この点において、型名を省略した書き方のほうが明示的に書くよりも柔軟性があると言えます。
変数の宣言と同時に初期値を与えるケースは多くあり、また、その変数の型は初期値から明らかな場合が多いです。そのため、型名を省略した書き方を用いる場合のほうが多くなることが多くなります。明示的に型名を書くのは、そうすることによって意図が明らかになり、コードが読みやすくなる場合に限られてくることになります。
====== 定数 ======
プログラム全体を通して変わらない値に名前を付ける場合は、変数よりも定数とする方が適しています。定数は宣言時に値を設定する必要があり、設定された値を後で変更することができません。
定数の宣言は次のようになります。
THE_ANSWER : int : 42
変数の場合と同じように、型名は省略することができます。
THE_ANSWER :: 42
定数の値はコンパイル時に評価できる値でなければなりません。したがって、次のコードはコンパイルされません。
circumference := 6.28318530717958647692
radius := 1.0
PI :: circumference / (2.0 * radius) // コンパイルエラー!

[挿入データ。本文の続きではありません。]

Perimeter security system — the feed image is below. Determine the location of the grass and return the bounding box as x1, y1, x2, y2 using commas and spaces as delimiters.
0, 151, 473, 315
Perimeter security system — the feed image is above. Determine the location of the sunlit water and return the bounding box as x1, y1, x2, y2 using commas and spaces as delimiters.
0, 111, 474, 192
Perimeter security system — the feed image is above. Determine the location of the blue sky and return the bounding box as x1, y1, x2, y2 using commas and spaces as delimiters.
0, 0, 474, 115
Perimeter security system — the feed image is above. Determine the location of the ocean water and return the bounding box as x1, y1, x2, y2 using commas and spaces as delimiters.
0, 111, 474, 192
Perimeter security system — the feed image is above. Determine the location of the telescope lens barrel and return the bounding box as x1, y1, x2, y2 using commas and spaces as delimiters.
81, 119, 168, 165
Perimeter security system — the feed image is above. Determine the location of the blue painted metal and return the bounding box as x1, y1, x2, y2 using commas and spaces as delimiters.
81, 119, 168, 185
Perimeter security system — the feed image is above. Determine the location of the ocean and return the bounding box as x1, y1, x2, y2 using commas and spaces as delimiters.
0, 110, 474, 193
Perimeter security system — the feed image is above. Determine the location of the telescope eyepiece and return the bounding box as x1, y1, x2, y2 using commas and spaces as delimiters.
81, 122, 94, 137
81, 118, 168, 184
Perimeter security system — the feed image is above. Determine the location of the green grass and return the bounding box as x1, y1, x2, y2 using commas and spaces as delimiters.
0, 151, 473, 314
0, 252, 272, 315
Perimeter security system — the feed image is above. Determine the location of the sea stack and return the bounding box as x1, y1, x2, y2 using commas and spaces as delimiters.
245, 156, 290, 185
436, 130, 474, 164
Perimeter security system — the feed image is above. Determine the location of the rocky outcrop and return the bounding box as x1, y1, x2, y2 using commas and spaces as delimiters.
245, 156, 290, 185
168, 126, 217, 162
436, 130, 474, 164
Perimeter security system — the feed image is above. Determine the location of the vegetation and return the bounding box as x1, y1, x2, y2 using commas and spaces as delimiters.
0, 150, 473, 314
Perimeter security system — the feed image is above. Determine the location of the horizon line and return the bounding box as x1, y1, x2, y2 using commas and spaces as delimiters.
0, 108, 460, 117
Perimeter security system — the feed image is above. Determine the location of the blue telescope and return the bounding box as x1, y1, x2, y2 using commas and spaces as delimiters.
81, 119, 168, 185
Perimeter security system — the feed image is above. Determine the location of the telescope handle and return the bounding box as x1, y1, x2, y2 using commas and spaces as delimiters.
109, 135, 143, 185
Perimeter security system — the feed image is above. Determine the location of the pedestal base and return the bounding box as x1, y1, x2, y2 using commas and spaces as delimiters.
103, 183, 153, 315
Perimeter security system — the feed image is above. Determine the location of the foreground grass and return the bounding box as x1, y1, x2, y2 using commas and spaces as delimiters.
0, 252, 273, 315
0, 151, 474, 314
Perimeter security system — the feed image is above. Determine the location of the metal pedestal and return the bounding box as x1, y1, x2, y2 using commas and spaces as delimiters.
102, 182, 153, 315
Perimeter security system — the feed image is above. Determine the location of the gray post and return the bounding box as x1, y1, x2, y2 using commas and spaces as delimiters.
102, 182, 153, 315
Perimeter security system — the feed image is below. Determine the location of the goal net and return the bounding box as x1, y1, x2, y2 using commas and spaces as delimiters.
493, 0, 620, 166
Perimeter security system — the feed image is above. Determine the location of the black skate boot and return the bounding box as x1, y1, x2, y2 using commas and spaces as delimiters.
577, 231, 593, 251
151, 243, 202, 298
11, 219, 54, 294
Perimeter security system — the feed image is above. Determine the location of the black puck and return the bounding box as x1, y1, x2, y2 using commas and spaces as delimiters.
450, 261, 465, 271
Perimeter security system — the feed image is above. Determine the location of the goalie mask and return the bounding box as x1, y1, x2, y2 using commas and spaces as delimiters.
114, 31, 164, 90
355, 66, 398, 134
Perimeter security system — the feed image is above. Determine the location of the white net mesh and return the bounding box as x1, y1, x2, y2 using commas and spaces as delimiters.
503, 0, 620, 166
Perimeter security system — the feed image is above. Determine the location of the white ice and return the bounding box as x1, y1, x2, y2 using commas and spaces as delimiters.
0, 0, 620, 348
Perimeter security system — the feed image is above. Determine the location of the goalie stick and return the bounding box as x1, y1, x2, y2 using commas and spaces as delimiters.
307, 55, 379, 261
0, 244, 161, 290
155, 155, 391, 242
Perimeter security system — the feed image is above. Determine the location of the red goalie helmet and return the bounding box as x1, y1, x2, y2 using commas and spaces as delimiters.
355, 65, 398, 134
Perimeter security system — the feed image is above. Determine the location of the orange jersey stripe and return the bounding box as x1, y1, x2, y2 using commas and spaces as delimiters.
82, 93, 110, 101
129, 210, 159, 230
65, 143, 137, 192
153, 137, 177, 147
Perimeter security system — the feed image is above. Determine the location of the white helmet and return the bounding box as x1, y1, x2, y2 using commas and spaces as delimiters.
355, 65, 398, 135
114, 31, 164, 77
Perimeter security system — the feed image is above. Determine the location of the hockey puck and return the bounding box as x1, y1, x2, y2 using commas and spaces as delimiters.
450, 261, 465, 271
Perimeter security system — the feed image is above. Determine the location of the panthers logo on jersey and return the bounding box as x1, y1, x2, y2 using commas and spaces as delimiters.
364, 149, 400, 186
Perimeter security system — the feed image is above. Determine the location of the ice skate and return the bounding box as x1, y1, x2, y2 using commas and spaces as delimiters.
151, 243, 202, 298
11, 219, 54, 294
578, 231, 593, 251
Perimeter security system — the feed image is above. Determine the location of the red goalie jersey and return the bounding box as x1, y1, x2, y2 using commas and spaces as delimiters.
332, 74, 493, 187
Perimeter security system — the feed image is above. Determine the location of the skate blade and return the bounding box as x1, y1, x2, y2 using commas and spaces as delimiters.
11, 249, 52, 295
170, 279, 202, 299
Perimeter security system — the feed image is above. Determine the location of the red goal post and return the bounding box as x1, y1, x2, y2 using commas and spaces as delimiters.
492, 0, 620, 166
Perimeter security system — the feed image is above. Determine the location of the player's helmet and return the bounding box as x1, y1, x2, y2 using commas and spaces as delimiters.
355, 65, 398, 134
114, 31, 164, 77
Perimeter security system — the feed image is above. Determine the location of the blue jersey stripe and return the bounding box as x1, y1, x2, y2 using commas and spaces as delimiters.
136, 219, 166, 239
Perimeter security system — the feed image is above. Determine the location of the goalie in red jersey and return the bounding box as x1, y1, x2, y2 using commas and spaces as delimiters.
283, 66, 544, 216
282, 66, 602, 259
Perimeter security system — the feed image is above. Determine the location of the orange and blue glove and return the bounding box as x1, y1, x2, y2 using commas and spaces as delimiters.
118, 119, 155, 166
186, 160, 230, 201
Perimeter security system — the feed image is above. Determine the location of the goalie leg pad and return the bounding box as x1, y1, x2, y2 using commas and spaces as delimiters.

PIの値に計算が含まれていることが原因ではありません。''circumference''と''radius''は変数であり、コンパイル時には値が定まらないため、それに依存して定数を宣言することはできないからです。
一方、次のコードは正しいです。
TAU :: 6.28318530717958647692
PI :: TAU / 2.0
先の例と同様にPIの値に計算が含まれていますが、そこに含まれるすべての値(''TAU''と''2.0'')がコンパイル時に評価可能であるため、PIの値もコンパイル時に評価可能です。よって、正しくコンパイルされます。